Destinée à l’origine (sa construction remonte au règne de Charles V en 1367) à la défense de la porte Saint-Antoine à l’est de Paris, la forteresse ne faisait qu’occasionnellement office de prison d’État. Elle a même pu abriter le Trésor royal à partir de 1602. Il faudra attendre le Cardinal de Richelieu pour que le bâtiment serve avant tout à enfermer des personnalités pour des motifs politiques au même titre que Vincennes ou For-l’Evêque.
Privés de procès avant leur incarcération, les individus qui peuplaient la Bastille sous le mandement d’une lettre de cachet y vivaient quotidiennement sous d’assez bonnes conditions, ce qui s’explique sans doute par la qualité des personnalités enfermées (nobles ou grands bourgeois). Les cellules étaient assez confortables pour l’époque et les repas étaient généralement pris en compagnie du Gouverneur de l’édifice.
D’illustres noms sont alors associés à la Bastille comme le Marquis de Sade, emprisonné pendant plus de cinq années ou encore le légendaire homme au masque de fer ce qui contribua d’autant à alimenter les rumeurs au sujet de cette prison. Certes, une partie de celle-ci présentait moins de confort car elle servait notamment à l’embastillement des prisonniers de droit commun. Ces derniers vivaient, disait-on, du « pain du Roi » et étaient parfois enchainés et/ou dormaient sur une paillasse ; d’où leur dénomination de « pailleux ».
Mais si elle tournait à plein régime sous Louis XIV, on ne peut dire qu’il en était de même sous les deux monarques qui lui ont succédé ; et ce qui vaut pour Louis XV en vaut davantage encore pour son petit-fils car Louis XVI a signé très peu de lettres de cachet au cours de son règne. Le régime carcéral s’adoucit vers 1750 et la question, tout comme le système des lettres de cachet, seront abolis le 26 juin 1789.

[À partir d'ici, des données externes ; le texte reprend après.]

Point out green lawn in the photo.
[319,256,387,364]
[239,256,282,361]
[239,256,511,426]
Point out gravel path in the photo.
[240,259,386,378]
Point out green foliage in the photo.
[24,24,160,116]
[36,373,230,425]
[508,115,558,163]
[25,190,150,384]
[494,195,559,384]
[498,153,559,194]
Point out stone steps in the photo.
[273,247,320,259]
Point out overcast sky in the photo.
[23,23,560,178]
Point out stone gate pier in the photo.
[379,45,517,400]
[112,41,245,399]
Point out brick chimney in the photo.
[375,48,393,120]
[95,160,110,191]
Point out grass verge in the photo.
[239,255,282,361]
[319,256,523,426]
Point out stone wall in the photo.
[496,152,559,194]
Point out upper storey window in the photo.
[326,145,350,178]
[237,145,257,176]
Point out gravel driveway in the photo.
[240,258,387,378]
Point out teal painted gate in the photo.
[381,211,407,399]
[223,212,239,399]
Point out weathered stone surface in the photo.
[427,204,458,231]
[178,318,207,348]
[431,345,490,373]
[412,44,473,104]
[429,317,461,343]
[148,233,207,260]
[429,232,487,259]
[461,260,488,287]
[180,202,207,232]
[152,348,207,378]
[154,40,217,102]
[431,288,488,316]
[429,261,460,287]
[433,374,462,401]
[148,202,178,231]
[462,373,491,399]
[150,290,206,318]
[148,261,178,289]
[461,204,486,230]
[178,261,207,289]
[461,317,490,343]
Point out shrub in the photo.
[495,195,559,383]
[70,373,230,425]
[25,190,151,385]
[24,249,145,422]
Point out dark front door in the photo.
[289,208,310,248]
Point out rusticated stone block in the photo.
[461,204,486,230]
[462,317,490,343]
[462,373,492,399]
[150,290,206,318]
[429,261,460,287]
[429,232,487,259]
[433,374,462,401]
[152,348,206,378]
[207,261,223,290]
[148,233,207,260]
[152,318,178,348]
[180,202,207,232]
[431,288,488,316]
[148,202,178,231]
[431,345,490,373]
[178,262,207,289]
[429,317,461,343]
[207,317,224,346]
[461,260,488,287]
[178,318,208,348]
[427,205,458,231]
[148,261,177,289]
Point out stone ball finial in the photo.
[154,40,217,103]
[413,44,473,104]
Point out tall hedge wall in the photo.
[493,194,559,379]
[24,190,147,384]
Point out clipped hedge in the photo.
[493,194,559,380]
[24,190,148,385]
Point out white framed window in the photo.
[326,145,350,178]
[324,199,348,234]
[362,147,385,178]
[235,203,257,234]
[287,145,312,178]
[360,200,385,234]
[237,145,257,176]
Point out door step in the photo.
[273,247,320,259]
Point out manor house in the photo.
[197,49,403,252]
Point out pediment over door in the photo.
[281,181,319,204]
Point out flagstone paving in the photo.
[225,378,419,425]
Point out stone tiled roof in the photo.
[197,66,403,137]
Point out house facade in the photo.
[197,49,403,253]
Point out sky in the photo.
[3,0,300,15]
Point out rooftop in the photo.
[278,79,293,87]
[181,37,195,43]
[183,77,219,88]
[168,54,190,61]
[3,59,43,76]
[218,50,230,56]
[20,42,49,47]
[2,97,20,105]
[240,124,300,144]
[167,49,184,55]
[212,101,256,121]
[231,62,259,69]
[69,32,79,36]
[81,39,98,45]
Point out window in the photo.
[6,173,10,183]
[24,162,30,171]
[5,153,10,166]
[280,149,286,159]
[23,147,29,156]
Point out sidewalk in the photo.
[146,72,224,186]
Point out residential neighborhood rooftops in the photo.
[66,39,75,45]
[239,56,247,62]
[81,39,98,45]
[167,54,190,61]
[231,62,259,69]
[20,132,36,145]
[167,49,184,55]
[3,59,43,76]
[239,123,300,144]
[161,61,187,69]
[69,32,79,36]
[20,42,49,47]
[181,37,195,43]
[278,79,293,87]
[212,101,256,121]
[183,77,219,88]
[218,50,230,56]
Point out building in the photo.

Quantitativement moindre, les incarcérations n’avaient plus lieu pour les motifs que tous les fantasmes les plus farfelus de l’époque avaient pris pour habitude de véhiculer. Les détenus étaient le plus souvent de jeunes personnes dont l’entourage familial requérait l’enfermement pour dissipation de fortune ou libertinage. Il en fut ainsi pour les plus grands noms de la Révolution française tels que Mirabeau ou encore Saint-Just.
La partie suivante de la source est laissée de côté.